認知症になる前は,若干けんかっぱやいところはあるにしても,

まあまあ常識のある人間だった。

 

87歳で仕事を辞めたあとは,のんびり国内旅行でもしたいな

と言っていたが,そのころには認知症が進行していた。

 

何のためにそんなに働いていたのか。

どうしてそんなになるまで,会社は働かせていたのか。

 

肩で息をしながら,死に向かっている父を思うと,

人生って何なのかと思わざるを得ないのだった。

 

今日は14時からの正規の面会時間より早めに病院に行くと,

スルーパスでOKとのことで,速攻で8Fへ。

 

看護師さんも,僕が仕事があることを気にしてくれて,話が早口だ。

父は昨日横を向いていたが,上を向いてやはり苦しそうに呼吸をしている。

ときおり苦しそうに咳払いすると,こちらがビビってしまう。

 

看護師さんに促されつつ,父の手や足に触れると……冷たい。

酸素が末端に届いていないのだ。

 

「じっちゃん,〇〇だよ!」

「大丈夫だよ 何も心配ないからね」

「お医者さんのいうことをちゃんと聞くんだよ。
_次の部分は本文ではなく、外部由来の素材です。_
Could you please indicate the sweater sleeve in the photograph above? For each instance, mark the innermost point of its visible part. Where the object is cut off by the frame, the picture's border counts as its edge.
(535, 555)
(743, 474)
」

と,語りかけ,病院をあとにする。

 

血圧は変化なし,酸素飽和度は若干下がっていたが,心拍数は110くらい。

 

今日も変化があったら連絡するといわれ,

こんな感じで,この先入院生活が続くのでは?と訝りつつ実家に戻る。

 

このとき,これが最後の面会になるとは思わなかった。